Là aussi, plusieurs hypothèses s’affrontent : les uns font porter tout le fardeau de la responsabilité sur le général commandant le corps d’armée d’Oran, tandis que d’autres pensent que sa ligne de conduite a été la conséquence d’instructions expresses. Avec raison, l’auteur se garde de prendre parti. Petit-fils du général Zeller, un des membres du «quarteron de généraux en retraite» du putsch d’avril 1961, Guillaume Zeller a dépouillé ses ressentiments familiaux et personnels pour tenter de parvenir au maximum d’objectivité. Du faisceau d’informations qu’il a recueillies, on retire l’impression que les explications «complotistes» du massacre d’Oran sont insuffisamment convaincantes : l’hypothèse d’un coup monté du FLN n’est ni nécessaire ni suffisante. Le ressentiment accumulé pendant des décennies, l’escalade de la violence entre communautés, le désir d’éliminer radicalement l’adversaire sont des motifs autrement puissants.

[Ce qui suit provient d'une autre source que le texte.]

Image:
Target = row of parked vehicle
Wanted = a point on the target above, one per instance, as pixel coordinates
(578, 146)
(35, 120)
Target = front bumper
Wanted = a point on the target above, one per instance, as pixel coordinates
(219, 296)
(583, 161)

Ils ont agi et continuent d’agir, à travers le monde, dans d’autres massacres et d’autres guerres civiles.

Quant à l’attitude des autorités françaises, elle est porteuse d’un profond enseignement, qui va bien au-delà de la guerre d’Algérie : à un certain stade, l’État, monstre froid, ne défend que sa propre pérennité, et l’État démocratique, en la matière, n’agit pas différemment des autres systèmes de gouvernement.